The InceptionResNet is a combination of ResNet and Inception. It simply presents residual shortcuts within the Inception block [53] so that the new filter created in the Inception block is pooled in the residual shortcuts. The InceptionResNet is capable of considerably improving the training performance and time compared to the Inception and ResNet models. This CNN is 164 layers deep.

2.2. Texture Analysis Methods

Texture analysis is a well-known method that is commonly used to analyze medical images. The textural analysis consists of several computation steps applied to medical images [54]. The most common textural analysis methods include the gray-level covariance matrix (GLCM) and gray level run length matrix (GLRM), and they are widely used in medical applications [55,56,57,58,59,60]. These methods generally yield sufficient performance, especially when combined [58].
The GLCM approach is a second-order histogram method that relies on the grey level distribution between pairs of pixels. GLCM computes the common frequencies of the whole pairwise mixtures of the grey level composition of every pixel in the left hemisphere (at different angles), which is taken as a reference pixel with each of the opposite pixels in the right hemisphere. Accordingly, multiple covariance matrices are generated corresponding to each pairwise combination of pixels. Afterwards, every covariance matrix is normalized by the total number of its components to determine the covariance relative frequency among the gray levels of mutual pixels [61]. In this study, we have used the traditional GLCM textural features approach, although other techniques such as the doughnut GLCM [62], GLCM based on Haralick features [58], WPT-GLCM, WPT-LBP-GLCM, and WPT-Gabor-GLCM (WPT: wavelet packet transform, LBP: local binary patterns) [63] have been deployed by other studies.
The GLRM method extracts high-order statistical textural features, where a gray level run represents a line of pixels with the same intensity all in a certain direction [36]. For each medical image of size N × M, GLCM calculates the number of gray levels G, which is a string containing the pairwise pixels having a similar gray-level intensity in a particular direction and the longest run L, respectively. The GLRM is a bi-dimensional matrix of (G × L) elements, in which every element Q (m, n), provides the number of occurrences of the run, which has a size n of gray level m in a certain path θ [64].

2.3. Data Collection

The medical images used in this study were collected at two medical centers, the Guwahati Neurological Research Center (GNRC) and the Guwahati Medical College and Hospital (GMCH), as described previously by Das et al. [65]. The dataset consists of pediatric MB tumor images for children with age <15 years. The extracted tissues were stained with hematoxylin and eosin (HE) by a local medical pathologist at Ayursundra Pvt. Ltd. After the regions of interest were determined by a specialist, the images were amplified by a factor of 10× using a Leica 1CC50 HD microscope and saved in JPEG format. Each MB tumor image in the dataset was assigned a label that corresponded to one of the four MB subclasses. A total of 154 images corresponding to 59, 42, 30, and 23 classic, desmoplastic, large cell, and nodule MB, respectively, were available for analysis.

2.4. Proposed Pipeline

We propose a pipeline based on multiple deep learning methods to classify MB subclasses. The pipeline consists of four steps including image preprocessing, textural image generation and CNN training, feature extraction and fusion, and classification. In the first step, the images are resized and augmented. Next, textural analysis is used to analyze the original histopathological images and generate textural images. Both the original histopathological images and textural images are then used to train three CNNs individually. Afterwards, deep features are extracted from these CNNs, which were either trained with the original images or the textural images. Then, these features are used independently to train three machine learning classifiers. Finally, these features are concatenated and used to train the three machine learning classifiers. The steps of the proposed pipeline are shown in Figure 1.

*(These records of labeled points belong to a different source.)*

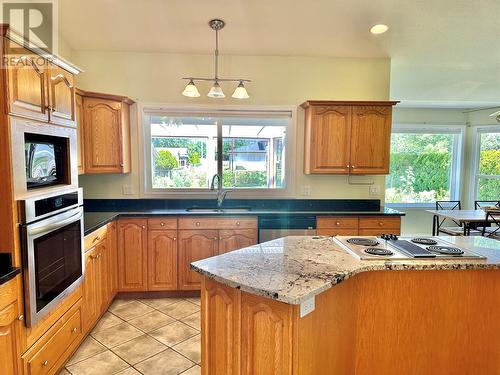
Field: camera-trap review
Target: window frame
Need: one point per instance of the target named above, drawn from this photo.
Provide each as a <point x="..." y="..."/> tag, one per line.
<point x="458" y="148"/>
<point x="144" y="135"/>
<point x="476" y="157"/>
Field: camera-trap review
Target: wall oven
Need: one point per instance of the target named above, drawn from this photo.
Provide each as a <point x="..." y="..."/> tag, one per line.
<point x="52" y="239"/>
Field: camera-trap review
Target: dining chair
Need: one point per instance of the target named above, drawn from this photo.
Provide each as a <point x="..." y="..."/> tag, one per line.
<point x="493" y="219"/>
<point x="457" y="230"/>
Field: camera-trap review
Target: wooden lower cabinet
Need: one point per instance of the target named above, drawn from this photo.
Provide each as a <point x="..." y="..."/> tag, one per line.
<point x="230" y="240"/>
<point x="49" y="353"/>
<point x="220" y="330"/>
<point x="194" y="245"/>
<point x="162" y="260"/>
<point x="132" y="255"/>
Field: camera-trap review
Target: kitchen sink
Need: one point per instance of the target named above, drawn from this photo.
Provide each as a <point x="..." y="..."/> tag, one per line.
<point x="226" y="210"/>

2.4.1. Image Preprocessing

To begin with, we resized the images according to the size of the input layer for the different CNN architectures used in this study, which are 224 × 224 × 3 for ResNet-101, and 229 × 229 × 3 for Inception and InceptionResNet. To optimize the quality of our training dataset, we then used data augmentation to increase the number of available images, as described by [66]. The data augmentation methods that we used included translation (−30,30), scaling (0.9, 1.1), flipping in x and y directions, and shearing (0, 45) in the x and y directions, as done previously in [67,68].

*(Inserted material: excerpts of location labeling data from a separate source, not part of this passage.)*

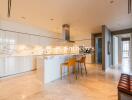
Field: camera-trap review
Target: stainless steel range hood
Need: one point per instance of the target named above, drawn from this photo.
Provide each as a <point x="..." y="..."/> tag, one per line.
<point x="66" y="32"/>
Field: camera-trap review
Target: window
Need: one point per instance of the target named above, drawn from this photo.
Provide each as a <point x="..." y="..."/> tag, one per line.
<point x="125" y="49"/>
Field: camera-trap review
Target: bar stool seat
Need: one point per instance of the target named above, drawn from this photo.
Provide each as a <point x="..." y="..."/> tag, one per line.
<point x="82" y="61"/>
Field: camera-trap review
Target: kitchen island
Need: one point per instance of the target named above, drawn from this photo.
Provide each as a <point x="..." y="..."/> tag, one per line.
<point x="49" y="69"/>
<point x="48" y="66"/>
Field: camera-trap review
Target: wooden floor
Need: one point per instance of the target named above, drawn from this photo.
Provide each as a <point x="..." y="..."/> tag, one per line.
<point x="97" y="85"/>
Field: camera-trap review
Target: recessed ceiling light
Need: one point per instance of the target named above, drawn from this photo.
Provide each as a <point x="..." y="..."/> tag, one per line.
<point x="111" y="1"/>
<point x="23" y="18"/>
<point x="51" y="19"/>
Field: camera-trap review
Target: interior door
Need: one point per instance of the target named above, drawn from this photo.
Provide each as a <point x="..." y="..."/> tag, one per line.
<point x="99" y="50"/>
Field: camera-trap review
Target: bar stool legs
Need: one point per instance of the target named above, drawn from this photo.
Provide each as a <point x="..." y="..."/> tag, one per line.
<point x="85" y="68"/>
<point x="61" y="71"/>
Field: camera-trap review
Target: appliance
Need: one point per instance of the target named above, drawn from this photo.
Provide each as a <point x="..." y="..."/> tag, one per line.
<point x="66" y="32"/>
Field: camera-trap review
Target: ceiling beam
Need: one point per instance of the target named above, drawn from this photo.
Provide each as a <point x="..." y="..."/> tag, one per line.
<point x="129" y="30"/>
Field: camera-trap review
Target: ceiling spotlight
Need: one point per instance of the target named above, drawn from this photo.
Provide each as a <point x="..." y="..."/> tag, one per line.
<point x="111" y="1"/>
<point x="51" y="19"/>
<point x="23" y="18"/>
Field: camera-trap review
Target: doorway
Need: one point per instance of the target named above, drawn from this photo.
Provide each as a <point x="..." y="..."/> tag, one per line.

2.4.2. Textural Image Generation and CNN Training

To generate textural images, we applied the GLCM and GLRM texture analysis methods to the original images. We then generated heatmaps from the output features of the GLCM and GLRM methods, which we converted into images. For the GLCM and GLRM methods, we applied four orientations (0, 45, 90, and 135), respectively, and 8 gray levels. We then constructed three pre-trained CNNs previously trained on the ImageNet dataset using transfer learning (TL). TL [69] uses an existing CNN architecture that was designed for natural image datasets with their pre-trained weights, and then tweaks the model on medical imaging data. It is frequently used in the medical field, since acquiring large labeled image datasets such as the ImageNet dataset is very difficult [70]. The output layers of ResNet-101, Inception, and InceptionResNet CNNs were set to four, which corresponds to the number of MB subtypes instead of the original 1000 used in the ImageNet dataset. In addition, we set some parameters such as the number of epochs, validation frequency, mini-batch size, and the initial learning rate to 200, 26, 4, 0.0003, respectively. The three CNNs were then trained individually with the GLCM and GLRM images. In parallel, each of the three CNNs was trained with the original images. Figure 2 shows samples of the original images for the four pediatric MB subclasses along with their GLCM and GLRM images.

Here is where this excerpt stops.